Latar Belakang Ketegangan dengan Amerika Serikat
Pada Juni tahun lalu, militer AS melancarkan serangan terhadap tiga fasilitas nuklir utama Iran. Operasi tersebut terjadi ketika Washington turut mendukung langkah militer Israel terhadap Teheran. Presiden AS saat itu, Donald Trump, menyatakan bahwa instalasi nuklir kunci Iran telah dilumpuhkan.

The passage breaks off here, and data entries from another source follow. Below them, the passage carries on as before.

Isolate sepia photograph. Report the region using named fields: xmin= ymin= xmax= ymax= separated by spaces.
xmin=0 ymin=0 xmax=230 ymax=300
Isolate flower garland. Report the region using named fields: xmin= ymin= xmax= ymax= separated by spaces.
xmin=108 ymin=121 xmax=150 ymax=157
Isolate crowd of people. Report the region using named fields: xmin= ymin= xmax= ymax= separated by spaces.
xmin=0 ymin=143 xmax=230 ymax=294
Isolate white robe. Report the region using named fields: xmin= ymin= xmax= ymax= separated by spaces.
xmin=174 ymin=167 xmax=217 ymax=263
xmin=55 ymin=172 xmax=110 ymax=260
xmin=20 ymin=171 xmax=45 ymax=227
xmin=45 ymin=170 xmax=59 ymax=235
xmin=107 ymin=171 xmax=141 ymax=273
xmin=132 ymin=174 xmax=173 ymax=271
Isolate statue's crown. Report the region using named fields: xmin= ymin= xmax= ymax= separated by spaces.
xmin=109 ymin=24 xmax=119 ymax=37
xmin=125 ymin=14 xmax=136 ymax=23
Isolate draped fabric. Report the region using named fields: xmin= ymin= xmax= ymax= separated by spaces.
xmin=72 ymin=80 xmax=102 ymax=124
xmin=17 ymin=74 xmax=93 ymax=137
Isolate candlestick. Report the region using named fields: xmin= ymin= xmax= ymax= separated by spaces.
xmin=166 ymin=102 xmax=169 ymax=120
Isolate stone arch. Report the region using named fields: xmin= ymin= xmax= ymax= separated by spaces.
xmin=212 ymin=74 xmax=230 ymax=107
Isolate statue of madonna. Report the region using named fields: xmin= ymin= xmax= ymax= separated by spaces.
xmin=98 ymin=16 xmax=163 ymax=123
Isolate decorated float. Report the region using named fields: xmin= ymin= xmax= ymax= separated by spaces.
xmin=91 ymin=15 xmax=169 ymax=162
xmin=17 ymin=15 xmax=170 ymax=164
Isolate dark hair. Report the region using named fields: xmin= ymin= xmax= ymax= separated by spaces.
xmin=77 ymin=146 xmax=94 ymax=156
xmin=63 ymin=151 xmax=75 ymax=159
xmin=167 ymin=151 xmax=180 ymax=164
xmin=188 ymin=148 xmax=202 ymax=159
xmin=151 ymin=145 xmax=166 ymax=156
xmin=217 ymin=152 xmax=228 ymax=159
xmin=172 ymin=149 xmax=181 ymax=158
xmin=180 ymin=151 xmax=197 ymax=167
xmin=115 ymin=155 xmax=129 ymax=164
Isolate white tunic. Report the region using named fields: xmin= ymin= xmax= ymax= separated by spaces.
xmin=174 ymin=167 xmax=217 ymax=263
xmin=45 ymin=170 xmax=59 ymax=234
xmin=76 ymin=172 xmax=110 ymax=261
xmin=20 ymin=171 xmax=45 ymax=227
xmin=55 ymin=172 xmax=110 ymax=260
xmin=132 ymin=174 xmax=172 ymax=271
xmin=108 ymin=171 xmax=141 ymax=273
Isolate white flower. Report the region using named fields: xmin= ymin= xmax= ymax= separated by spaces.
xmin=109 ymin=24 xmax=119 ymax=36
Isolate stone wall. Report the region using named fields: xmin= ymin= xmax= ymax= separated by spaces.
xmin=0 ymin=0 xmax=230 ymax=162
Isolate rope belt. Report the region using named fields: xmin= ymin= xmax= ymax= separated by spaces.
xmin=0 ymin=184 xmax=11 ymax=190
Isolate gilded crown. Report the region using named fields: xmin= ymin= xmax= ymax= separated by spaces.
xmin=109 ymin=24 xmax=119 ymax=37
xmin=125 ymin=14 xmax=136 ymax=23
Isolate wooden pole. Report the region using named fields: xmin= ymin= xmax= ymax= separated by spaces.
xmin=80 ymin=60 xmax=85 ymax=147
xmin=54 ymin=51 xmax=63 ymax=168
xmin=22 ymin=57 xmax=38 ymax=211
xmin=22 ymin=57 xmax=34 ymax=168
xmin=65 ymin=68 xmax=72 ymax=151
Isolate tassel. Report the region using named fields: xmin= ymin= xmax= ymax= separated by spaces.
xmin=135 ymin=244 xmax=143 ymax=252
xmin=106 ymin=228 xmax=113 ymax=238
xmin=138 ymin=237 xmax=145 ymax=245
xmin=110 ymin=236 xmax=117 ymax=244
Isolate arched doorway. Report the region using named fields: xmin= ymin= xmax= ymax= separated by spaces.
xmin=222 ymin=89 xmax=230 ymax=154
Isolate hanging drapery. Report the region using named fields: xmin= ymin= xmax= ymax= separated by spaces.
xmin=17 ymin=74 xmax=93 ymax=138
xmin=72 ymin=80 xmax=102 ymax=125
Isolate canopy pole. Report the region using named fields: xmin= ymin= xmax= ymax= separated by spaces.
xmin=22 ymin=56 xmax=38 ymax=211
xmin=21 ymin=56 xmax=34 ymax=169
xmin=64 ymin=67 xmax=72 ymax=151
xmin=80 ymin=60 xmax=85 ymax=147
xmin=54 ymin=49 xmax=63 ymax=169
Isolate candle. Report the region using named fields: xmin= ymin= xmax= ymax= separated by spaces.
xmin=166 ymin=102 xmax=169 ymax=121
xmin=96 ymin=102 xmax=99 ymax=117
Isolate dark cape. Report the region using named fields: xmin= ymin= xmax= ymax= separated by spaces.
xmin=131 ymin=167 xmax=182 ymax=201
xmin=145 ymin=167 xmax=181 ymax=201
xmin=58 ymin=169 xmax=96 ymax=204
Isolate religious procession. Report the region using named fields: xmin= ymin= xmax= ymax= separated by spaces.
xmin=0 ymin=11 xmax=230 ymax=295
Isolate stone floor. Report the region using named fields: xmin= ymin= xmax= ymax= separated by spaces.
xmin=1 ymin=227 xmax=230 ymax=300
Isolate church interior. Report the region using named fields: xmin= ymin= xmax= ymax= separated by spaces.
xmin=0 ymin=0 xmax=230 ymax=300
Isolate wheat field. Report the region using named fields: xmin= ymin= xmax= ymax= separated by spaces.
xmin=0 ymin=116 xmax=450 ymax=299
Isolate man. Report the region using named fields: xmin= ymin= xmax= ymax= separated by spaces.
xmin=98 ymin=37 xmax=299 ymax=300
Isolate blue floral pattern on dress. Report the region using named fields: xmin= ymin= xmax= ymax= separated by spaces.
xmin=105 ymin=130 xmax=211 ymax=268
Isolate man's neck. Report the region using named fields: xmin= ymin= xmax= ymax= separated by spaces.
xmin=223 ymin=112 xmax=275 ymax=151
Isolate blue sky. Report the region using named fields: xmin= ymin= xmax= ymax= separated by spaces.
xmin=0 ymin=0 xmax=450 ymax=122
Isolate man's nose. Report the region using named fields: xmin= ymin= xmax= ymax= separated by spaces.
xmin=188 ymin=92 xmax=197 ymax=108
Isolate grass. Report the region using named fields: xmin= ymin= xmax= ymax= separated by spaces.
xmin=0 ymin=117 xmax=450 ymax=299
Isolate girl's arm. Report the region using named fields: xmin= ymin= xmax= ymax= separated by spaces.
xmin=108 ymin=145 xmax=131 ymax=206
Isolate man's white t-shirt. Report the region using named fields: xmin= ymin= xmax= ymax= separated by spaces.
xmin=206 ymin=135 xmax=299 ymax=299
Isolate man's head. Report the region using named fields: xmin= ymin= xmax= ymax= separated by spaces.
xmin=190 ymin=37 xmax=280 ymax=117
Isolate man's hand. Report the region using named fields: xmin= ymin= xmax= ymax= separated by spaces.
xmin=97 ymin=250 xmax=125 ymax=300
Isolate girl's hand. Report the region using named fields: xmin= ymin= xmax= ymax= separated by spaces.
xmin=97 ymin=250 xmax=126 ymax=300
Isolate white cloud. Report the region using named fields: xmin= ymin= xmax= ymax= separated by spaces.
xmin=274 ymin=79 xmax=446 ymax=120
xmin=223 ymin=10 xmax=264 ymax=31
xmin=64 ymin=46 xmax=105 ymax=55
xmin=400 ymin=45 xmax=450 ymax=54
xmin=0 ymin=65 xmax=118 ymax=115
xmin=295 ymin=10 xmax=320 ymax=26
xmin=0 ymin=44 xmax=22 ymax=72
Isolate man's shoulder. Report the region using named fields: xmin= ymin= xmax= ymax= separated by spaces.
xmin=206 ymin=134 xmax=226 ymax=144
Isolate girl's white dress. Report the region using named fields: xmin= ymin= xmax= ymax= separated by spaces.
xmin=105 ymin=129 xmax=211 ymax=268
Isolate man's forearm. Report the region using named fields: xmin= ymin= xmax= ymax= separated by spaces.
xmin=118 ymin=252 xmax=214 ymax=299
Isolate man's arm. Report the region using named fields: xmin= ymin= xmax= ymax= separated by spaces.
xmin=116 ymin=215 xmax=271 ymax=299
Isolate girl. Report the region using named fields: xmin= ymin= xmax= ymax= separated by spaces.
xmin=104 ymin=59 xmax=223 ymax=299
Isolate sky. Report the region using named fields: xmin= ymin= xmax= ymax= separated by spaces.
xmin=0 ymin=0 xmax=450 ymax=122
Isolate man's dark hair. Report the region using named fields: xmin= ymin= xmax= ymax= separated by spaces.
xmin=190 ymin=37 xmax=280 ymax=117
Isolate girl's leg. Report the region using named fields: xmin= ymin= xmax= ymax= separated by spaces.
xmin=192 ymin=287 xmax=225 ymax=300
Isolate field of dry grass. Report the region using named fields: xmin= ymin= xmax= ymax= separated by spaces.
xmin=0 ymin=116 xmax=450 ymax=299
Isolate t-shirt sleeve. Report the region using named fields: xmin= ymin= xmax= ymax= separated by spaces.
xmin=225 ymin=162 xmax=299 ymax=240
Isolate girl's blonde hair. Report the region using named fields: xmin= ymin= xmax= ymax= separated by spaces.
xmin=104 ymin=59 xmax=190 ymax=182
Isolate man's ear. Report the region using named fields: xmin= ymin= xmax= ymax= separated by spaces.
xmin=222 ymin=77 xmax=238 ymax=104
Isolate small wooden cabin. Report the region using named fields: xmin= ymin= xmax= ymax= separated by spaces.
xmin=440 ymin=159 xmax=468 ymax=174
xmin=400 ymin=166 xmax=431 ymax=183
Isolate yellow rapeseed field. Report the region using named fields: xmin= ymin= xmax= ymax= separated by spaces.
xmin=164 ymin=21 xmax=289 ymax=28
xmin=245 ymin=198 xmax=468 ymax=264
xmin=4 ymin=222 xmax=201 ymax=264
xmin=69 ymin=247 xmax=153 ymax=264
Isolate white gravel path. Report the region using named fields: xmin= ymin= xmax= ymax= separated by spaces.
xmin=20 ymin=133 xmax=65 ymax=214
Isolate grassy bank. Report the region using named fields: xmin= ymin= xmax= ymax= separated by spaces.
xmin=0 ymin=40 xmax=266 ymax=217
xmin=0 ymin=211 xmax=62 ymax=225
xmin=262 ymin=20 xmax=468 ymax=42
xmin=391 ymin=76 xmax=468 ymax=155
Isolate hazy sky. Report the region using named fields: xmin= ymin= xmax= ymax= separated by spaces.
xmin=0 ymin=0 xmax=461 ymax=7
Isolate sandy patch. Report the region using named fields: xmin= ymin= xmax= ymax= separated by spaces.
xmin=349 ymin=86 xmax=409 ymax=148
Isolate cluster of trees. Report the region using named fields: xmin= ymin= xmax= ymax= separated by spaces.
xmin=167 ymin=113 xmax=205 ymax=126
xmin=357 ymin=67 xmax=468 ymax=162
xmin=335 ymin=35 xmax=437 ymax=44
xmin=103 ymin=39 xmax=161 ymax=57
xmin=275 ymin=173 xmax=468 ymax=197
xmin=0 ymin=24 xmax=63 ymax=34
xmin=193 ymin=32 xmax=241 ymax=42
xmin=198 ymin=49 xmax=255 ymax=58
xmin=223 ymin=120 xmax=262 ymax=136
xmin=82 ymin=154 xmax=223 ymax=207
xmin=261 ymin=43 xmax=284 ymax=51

Namun, evaluasi awal komunitas intelijen Amerika menyebut dampak serangan udara tersebut tidak sepenuhnya menghentikan program nuklir Iran, melainkan hanya menundanya dalam hitungan bulan. Di sisi lain, otoritas Iran berulang kali menegaskan bahwa kerusakan akibat konflik telah dipulihkan, bahkan mengklaim kapasitas pertahanannya kini lebih kuat dibanding sebelumnya.
Hubungan Strategis Moskow–Teheran
Rusia dan Iran memang menjalin kemitraan strategis, meski kerja sama tersebut tidak memuat klausul pertahanan kolektif seperti aliansi militer formal. Meski demikian, interaksi militer kedua negara kerap terlihat dalam berbagai latihan bersama.
Pekan ini, sebuah kapal korvet Angkatan Laut Rusia dilaporkan melakukan manuver gabungan dengan Angkatan Laut Iran di kawasan Teluk Oman, sebagaimana disampaikan Kementerian Pertahanan Rusia. Latihan tersebut berlangsung di tengah meningkatnya kekhawatiran atas potensi intervensi militer Amerika Serikat terhadap Iran.
Kesepakatan pembelian rudal ini dinilai sejumlah analis sebagai langkah Iran memperkuat sistem pertahanan udara jarak pendeknya, terutama menghadapi ancaman serangan udara modern dan penggunaan drone dalam konflik kontemporer.